Lack of Dutch ICU beds reveals an unbalanced system

Understanding resilience and all it encompasses may be intimidating at first. Still, the truth is that it is used daily by architects, managers, policymakers, scientists, and engineers worldwide. For better or worse, the pandemic enhanced our awareness of resilience and provided an exemplary case for planning for future systemic shocks.

By looking at exponential curves on COVID-19 daily cases and diagrams on intensive care bed distribution. For example, at a point in the pandemic, Germany had thirty-two IC beds per 100,000 inhabitants.
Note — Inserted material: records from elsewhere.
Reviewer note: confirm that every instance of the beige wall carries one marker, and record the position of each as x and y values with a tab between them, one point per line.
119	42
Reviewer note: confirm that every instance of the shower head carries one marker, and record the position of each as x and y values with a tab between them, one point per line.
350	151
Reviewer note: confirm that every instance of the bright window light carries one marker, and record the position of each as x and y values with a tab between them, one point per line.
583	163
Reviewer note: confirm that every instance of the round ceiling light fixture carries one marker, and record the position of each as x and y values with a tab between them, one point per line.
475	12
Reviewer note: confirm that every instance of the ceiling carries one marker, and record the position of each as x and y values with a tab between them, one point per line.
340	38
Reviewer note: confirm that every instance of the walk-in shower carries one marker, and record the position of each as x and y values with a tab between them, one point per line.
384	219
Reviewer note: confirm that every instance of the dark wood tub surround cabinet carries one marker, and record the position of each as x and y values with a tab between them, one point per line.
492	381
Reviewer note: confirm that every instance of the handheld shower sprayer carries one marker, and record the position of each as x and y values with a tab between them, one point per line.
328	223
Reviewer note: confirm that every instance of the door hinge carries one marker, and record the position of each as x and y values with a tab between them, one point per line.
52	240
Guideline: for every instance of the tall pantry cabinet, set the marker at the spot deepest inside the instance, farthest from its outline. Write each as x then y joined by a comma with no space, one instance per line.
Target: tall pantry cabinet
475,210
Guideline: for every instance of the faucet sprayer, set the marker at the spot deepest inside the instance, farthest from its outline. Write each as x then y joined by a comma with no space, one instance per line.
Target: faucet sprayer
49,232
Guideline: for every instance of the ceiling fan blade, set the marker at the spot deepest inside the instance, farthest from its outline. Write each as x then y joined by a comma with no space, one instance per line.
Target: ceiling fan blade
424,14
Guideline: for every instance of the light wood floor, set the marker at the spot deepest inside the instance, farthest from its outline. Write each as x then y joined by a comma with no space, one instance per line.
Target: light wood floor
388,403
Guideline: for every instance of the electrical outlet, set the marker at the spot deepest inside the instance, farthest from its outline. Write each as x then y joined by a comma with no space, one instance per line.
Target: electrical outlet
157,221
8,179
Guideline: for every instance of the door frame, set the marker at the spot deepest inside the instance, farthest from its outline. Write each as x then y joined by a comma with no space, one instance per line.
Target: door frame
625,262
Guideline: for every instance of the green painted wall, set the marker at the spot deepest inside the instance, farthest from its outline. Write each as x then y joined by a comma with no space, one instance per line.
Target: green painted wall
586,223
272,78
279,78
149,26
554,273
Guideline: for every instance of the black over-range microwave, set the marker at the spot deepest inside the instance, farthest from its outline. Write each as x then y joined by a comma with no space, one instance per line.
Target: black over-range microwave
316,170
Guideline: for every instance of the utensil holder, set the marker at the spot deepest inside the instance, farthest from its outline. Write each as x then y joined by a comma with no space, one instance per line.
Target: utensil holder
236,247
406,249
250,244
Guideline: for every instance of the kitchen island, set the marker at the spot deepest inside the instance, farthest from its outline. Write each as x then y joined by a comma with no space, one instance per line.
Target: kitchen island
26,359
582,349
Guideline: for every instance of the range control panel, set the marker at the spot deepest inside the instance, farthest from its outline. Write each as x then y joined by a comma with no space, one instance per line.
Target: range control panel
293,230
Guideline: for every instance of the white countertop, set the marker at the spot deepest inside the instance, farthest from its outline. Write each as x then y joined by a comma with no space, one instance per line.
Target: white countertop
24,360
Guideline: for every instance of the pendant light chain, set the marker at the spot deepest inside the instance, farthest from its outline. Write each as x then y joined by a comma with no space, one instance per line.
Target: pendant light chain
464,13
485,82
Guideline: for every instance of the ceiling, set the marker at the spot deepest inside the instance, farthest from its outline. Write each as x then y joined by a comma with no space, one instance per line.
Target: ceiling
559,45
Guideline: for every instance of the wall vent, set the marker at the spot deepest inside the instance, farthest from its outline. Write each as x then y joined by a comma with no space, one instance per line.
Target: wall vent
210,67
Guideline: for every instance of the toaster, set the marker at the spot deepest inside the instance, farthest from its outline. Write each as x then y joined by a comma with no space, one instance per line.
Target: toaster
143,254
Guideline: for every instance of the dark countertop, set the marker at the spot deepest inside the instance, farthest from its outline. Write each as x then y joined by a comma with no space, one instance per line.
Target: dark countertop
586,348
The Netherlands, a woeful eight.

While Germany was criticized by the OECD last year for being 'inefficient' with such a large number of beds, it was an enormous blessing in disguise - more than 100 Dutch people were treated in a German ICU at the outbreak's peak.

What an excellent case that exposes one of the core fallacies of the neo-liberal management that dominated Dutch policy over the last 30 years. Disregarding societal resilience, the neo-liberal approach is primarily focused on efficiency. 'Efficiency' is a systemic network parameter of resilience that seeks to optimize a system's operations.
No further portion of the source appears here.